もう授業が終わりかけている教室に戻った和美は、さっきからずっと痛む腕の内側が気になっていた。
京子が小声でささやく。
「遅かったじゃないの、和美。何やってたのよ。今日はひさしぶりに出席をとったのよ。紙に名前と今回の感想を書いて提出しただけだからなんとかうまくやったけど…あっ! どうしたの? 和美、手、血が出てるわよ!」
腕をすりむいている。思ったより大きな傷。にじみ出るように血が出ている。
「早くこれを貼りなさいよ! ちゃんと洗ってきてからね! ばい菌が入って炎症を起こしたら大変だわ」
京子は、和美に大きなばんそうこうを2枚ほど渡した。
「わたしもレストランで洗いものしてるからね、この季節は手が荒れて大変なのよ。本当なら、洗い場は高校生の男の子とかにやらせるんだけど、最近辞めちゃって、わたしがかわりにやらないといけなくって。たまんないわよ。手なんかぼろぼろよ。指紋もなくなっちゃってるわ。ほら!」
そう言って、手をかざす。
「ほんとだ…痛々しいわ」
「あんたのほうが痛々しいわ。さ、早く!」
和美はももう一度教室を抜け出して、トイレへと向かった。またあの女に鉢合わせしないように十分気をつけて。

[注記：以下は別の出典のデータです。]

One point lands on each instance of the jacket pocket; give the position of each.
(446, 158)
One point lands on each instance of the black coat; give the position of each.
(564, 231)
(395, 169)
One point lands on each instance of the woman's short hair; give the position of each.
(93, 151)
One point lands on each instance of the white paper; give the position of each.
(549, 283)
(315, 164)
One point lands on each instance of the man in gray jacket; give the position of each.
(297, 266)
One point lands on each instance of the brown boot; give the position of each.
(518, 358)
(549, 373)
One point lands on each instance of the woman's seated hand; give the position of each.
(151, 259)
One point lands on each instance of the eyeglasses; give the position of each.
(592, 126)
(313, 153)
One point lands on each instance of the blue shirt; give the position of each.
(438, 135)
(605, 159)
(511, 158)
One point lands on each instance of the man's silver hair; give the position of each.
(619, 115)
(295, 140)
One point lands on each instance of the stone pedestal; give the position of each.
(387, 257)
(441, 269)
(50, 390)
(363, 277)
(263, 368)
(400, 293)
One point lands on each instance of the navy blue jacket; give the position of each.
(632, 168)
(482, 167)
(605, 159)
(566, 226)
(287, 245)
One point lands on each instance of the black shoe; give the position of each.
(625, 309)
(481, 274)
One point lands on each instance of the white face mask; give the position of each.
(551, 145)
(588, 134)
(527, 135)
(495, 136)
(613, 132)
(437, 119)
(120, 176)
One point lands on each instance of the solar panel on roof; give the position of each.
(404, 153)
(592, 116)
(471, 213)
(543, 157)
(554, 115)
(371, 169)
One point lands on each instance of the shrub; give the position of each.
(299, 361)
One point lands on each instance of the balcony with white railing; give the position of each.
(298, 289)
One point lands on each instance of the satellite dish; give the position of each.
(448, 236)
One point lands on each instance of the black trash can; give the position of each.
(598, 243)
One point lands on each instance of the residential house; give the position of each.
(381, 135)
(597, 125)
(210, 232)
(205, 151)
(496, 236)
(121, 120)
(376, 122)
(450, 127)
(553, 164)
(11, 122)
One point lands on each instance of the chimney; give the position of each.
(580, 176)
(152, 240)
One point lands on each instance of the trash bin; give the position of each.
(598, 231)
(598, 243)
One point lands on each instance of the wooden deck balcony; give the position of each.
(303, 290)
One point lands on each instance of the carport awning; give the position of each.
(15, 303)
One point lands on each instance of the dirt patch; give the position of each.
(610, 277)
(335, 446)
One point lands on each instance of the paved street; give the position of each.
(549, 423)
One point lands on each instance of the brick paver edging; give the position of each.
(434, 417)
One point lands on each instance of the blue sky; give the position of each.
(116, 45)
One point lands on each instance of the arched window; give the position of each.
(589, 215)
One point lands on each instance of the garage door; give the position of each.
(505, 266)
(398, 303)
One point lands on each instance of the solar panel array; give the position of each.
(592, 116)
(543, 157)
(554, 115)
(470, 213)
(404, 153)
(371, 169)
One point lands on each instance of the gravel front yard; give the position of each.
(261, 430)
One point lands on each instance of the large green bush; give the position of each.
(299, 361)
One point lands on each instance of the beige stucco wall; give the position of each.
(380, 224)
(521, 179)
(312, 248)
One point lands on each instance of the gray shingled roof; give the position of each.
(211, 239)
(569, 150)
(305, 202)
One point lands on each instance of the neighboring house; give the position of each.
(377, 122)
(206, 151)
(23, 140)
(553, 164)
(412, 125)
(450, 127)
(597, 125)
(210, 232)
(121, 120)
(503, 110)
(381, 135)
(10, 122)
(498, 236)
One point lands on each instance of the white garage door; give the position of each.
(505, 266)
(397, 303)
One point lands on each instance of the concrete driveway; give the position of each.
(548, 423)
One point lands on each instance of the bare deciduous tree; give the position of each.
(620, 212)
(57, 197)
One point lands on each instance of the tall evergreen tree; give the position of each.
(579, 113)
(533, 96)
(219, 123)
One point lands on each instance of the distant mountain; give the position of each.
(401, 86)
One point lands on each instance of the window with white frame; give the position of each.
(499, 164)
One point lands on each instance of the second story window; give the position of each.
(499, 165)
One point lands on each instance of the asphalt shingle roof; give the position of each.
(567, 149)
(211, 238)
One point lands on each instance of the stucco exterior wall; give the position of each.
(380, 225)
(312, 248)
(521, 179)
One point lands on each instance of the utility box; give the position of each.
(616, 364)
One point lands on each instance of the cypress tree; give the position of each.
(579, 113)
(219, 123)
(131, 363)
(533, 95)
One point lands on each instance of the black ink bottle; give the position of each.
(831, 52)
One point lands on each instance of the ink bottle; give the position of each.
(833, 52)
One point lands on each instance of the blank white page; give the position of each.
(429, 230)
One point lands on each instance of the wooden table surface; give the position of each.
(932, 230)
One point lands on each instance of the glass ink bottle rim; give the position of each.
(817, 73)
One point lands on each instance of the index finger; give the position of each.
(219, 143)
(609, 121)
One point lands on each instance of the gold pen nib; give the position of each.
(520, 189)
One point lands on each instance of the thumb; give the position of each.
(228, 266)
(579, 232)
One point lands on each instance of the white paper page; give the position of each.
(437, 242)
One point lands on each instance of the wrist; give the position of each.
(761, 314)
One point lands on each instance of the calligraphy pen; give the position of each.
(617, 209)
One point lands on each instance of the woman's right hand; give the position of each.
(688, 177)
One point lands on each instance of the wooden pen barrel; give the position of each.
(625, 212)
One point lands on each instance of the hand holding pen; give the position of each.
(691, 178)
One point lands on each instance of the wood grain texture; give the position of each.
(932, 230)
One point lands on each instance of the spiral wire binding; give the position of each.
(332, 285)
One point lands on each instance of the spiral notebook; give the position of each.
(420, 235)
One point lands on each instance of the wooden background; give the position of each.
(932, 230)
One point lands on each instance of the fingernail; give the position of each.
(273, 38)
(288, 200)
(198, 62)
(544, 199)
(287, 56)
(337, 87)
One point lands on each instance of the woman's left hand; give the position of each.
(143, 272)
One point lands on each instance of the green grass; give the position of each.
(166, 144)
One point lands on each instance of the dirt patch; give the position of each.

…わたしは、蝶になって空を舞っていた…そして目を覚まし、それがただの夢であったと気付いた…
…しかし、思う…いまこうしてここにある自分が夢で、蝶である自分が現実なのではないかと…

鏡の前で髪形をなおしているとき、和美の電話が鳴った。
「か、和美、おれだ、おれだ!」
電話の向こうに、恐いくらい興奮している隆次がいる。
「なんなんだよ、和美! いまから授業だって言ったの、嘘だったのか? あの男、誰なんだよ! なんでぜんぜん違うところを一緒に歩いてんだよ!」
「え、なんのことよ、隆次… あたしはほんとにいま、授業中なのよ」
「和美、嘘をつくなよ。なんで授業中のやつが電話に出てんだよ。電話が鳴ってすぐに出たろ、教室にはいないんだろ、外にいるんだろ!」
「ほんとに違うって!」
「いいか、和美。明日は必ず会いに来てくれ。ゆっくり話をしよう。今日はもういい。おれも熱くなってる。冷静になってから話をした方がいい。じゃあな!」
そう言って隆次は、一方的に電話を切ってしまった。和美はあわててかけなおす。しかし何度かけても、すでに隆次は電源を切ってしまっていた。和美は、全身にけだるいものを感じていた。